Last, aiming to elucidate mechanisms by which it contributes to mTOR upregulation, they found NOS is activated, upregulating NO production, contributing greatly to the mTOR activation. It also seems the AMPK that's strongly upregulated by the glucose depri mediates the NOS induction, aiming to increase glucose uptake.

"Effect of Salt Intake and Potassium Supplementation on Serum Renalase Levels in Chinese Adults: A Randomized Trial"

http://journals.lww.com/md-journal/Fulltext/2014/07030/Effect_of_Salt_Intake_and_Potassium.4.aspx

This study has incredible clinical health implications. Renalase is an enzyme that breaks down catecholamines. They show it has a significant correlation with salt intake.. whereby high salt diets cause robust decline of the enzyme, causing a more sustained level of plasma NE and EPI, possibly contributing greatly to the higher blood pressure seen in those with very high salt intakes, and thus the increase in indicidence of CV disease. However, there wasn't a significant correlation between renalase activity and BP, making the whole study quite dubious. More work needs to be done.

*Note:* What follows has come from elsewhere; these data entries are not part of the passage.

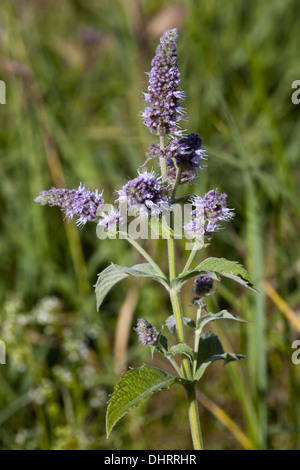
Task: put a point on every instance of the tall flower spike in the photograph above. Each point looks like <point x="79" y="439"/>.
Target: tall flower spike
<point x="164" y="96"/>
<point x="145" y="193"/>
<point x="188" y="154"/>
<point x="74" y="202"/>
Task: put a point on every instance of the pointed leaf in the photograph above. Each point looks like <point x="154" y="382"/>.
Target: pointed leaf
<point x="106" y="280"/>
<point x="217" y="267"/>
<point x="115" y="273"/>
<point x="210" y="349"/>
<point x="217" y="316"/>
<point x="134" y="388"/>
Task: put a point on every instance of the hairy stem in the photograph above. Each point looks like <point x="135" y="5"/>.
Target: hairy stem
<point x="194" y="417"/>
<point x="178" y="314"/>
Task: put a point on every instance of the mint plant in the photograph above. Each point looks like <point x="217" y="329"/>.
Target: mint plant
<point x="151" y="200"/>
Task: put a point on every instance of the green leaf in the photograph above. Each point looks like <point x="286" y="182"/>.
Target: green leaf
<point x="114" y="273"/>
<point x="218" y="267"/>
<point x="217" y="316"/>
<point x="210" y="349"/>
<point x="135" y="386"/>
<point x="160" y="227"/>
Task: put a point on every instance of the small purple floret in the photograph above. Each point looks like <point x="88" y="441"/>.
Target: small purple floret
<point x="208" y="212"/>
<point x="147" y="334"/>
<point x="145" y="193"/>
<point x="80" y="202"/>
<point x="164" y="96"/>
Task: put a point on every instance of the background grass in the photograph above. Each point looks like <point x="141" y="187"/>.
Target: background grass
<point x="74" y="73"/>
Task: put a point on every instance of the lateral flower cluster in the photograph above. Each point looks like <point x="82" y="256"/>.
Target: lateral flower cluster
<point x="183" y="156"/>
<point x="80" y="202"/>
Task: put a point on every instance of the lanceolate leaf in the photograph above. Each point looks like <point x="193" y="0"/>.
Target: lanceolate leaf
<point x="217" y="316"/>
<point x="218" y="267"/>
<point x="134" y="388"/>
<point x="210" y="349"/>
<point x="115" y="273"/>
<point x="106" y="280"/>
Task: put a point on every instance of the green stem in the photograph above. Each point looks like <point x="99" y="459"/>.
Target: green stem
<point x="190" y="258"/>
<point x="196" y="340"/>
<point x="178" y="314"/>
<point x="194" y="417"/>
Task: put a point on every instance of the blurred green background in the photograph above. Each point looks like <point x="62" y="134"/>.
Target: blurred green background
<point x="74" y="74"/>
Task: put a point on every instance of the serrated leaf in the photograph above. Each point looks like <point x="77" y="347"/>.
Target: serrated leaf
<point x="217" y="316"/>
<point x="171" y="323"/>
<point x="106" y="280"/>
<point x="210" y="349"/>
<point x="135" y="386"/>
<point x="114" y="273"/>
<point x="181" y="349"/>
<point x="218" y="267"/>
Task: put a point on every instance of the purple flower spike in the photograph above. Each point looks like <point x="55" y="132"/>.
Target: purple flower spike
<point x="111" y="220"/>
<point x="164" y="96"/>
<point x="147" y="334"/>
<point x="74" y="202"/>
<point x="145" y="193"/>
<point x="188" y="154"/>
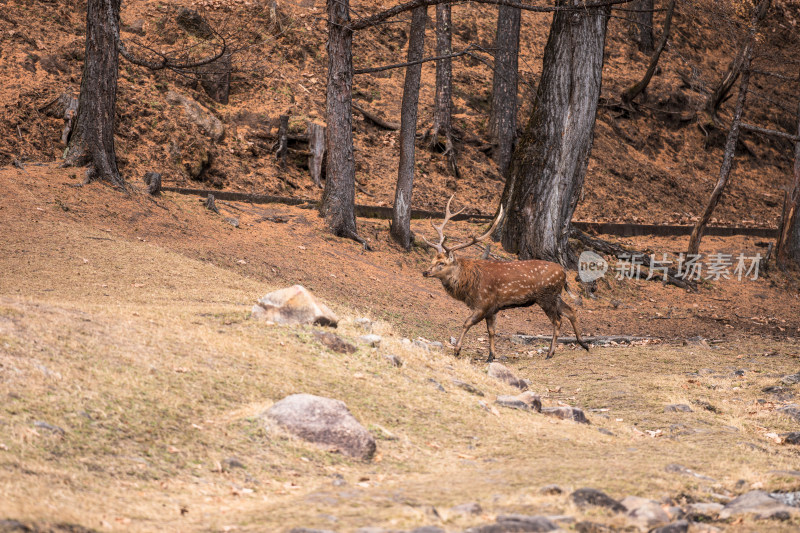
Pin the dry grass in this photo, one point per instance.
(147, 360)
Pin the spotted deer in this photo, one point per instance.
(488, 287)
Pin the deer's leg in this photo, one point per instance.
(473, 319)
(569, 312)
(551, 309)
(490, 326)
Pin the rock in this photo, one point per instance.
(536, 523)
(551, 490)
(136, 27)
(294, 305)
(526, 401)
(791, 437)
(681, 526)
(472, 389)
(644, 512)
(586, 496)
(230, 463)
(371, 339)
(791, 379)
(153, 182)
(393, 359)
(193, 23)
(468, 508)
(566, 413)
(334, 342)
(678, 408)
(502, 373)
(437, 385)
(758, 503)
(198, 114)
(322, 421)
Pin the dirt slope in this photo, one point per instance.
(656, 166)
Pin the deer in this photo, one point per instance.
(489, 286)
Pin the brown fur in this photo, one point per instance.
(488, 287)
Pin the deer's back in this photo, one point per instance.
(518, 283)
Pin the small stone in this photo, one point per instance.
(566, 413)
(502, 373)
(472, 389)
(471, 508)
(294, 305)
(678, 408)
(230, 463)
(551, 490)
(393, 359)
(334, 342)
(681, 526)
(758, 503)
(586, 496)
(322, 421)
(437, 385)
(371, 339)
(791, 379)
(527, 401)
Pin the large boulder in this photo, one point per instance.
(323, 421)
(294, 305)
(198, 114)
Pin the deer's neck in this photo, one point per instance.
(462, 281)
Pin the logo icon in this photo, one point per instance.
(591, 266)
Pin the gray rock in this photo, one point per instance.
(551, 490)
(198, 114)
(294, 305)
(393, 359)
(526, 401)
(322, 421)
(678, 408)
(334, 342)
(791, 379)
(471, 508)
(472, 389)
(586, 497)
(758, 503)
(502, 373)
(566, 413)
(371, 339)
(644, 512)
(681, 526)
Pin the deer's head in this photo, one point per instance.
(444, 263)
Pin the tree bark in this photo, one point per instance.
(91, 141)
(546, 176)
(642, 28)
(503, 118)
(727, 159)
(789, 230)
(443, 102)
(338, 198)
(719, 95)
(401, 212)
(639, 87)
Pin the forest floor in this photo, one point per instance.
(130, 375)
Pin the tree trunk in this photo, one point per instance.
(92, 139)
(339, 196)
(789, 230)
(719, 95)
(642, 28)
(401, 212)
(727, 159)
(639, 87)
(546, 177)
(503, 118)
(443, 102)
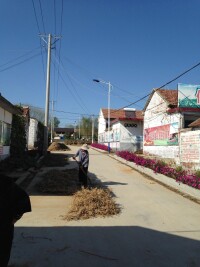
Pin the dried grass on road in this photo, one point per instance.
(90, 203)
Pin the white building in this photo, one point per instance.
(163, 121)
(6, 112)
(126, 129)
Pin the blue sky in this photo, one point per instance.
(137, 45)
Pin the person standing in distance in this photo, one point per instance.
(83, 161)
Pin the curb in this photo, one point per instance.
(180, 188)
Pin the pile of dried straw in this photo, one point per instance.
(89, 203)
(56, 146)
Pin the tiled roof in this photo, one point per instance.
(5, 104)
(123, 114)
(171, 96)
(195, 123)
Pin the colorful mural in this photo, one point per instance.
(164, 135)
(188, 95)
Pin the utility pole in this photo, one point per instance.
(52, 120)
(92, 129)
(49, 44)
(79, 132)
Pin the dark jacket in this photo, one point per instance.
(14, 201)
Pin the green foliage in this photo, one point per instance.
(18, 137)
(179, 168)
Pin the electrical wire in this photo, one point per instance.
(77, 96)
(13, 60)
(174, 79)
(19, 63)
(42, 17)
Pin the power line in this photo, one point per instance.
(42, 17)
(77, 95)
(12, 60)
(36, 16)
(174, 79)
(19, 63)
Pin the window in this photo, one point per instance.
(5, 131)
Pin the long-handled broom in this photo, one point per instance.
(88, 178)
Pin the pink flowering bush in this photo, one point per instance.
(100, 146)
(158, 166)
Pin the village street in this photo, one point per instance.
(156, 228)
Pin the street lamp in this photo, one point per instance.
(109, 88)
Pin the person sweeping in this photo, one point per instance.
(83, 161)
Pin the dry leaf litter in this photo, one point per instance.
(90, 203)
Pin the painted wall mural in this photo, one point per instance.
(188, 95)
(164, 135)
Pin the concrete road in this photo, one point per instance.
(156, 228)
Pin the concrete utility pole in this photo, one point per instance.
(92, 128)
(47, 89)
(52, 120)
(47, 95)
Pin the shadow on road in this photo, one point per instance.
(102, 246)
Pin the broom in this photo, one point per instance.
(88, 178)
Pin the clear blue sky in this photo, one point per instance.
(137, 45)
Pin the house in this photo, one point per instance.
(6, 112)
(164, 119)
(126, 129)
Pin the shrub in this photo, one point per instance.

"Nicotine enhances modulation of food-cue reactivity by leptin and ghrelin in the ventromedial prefrontal cortex"

http://onlinelibrary.wiley.com/doi/10.1111/adb.12167/abstract

"Acute effects of three high-fat meals with different fat saturations on energy expenditure, substrate oxidation and satiety."

http://www.ncbi.nlm.nih.gov/pubmed/19010571

Hmm.. so maybe there is even more to the idea of all calories aren't created equally? That's obviously true when you compare entropic differences between each major macronutrient. However, this gives more veracity to the fact some foods in the same macro group will induce a greater thermogenic response, or slightly less thermogenic response, etc.. it doesn't seem to be too significant for anything though.

From the study (no full text atm): "Fat oxidation rates increased nonsignificantly after the two meals rich in unsaturated fatty acids and decreased nonsignificantly after the high-saturated fatty acid meal. Postprandial respiratory quotient, protein and carbohydrate oxidation, and satiety measures were similar among meals."

However, it does also say, "Five-h postprandial thermogenesis was higher by 28% after the high-polyunsaturated meal (p=0.039) and by 23% higher after the high-monounsaturated meal (p=0.035) compared with the high-saturated meal."
Those % increases seem large.. however, let's put fat TEF at 5% (it's around that), and assume 500 cals of it consumed = 25 kcals thermogenically disperses. 25*0.28=7 kcals. So 32kcals burned vs 25kcals burned.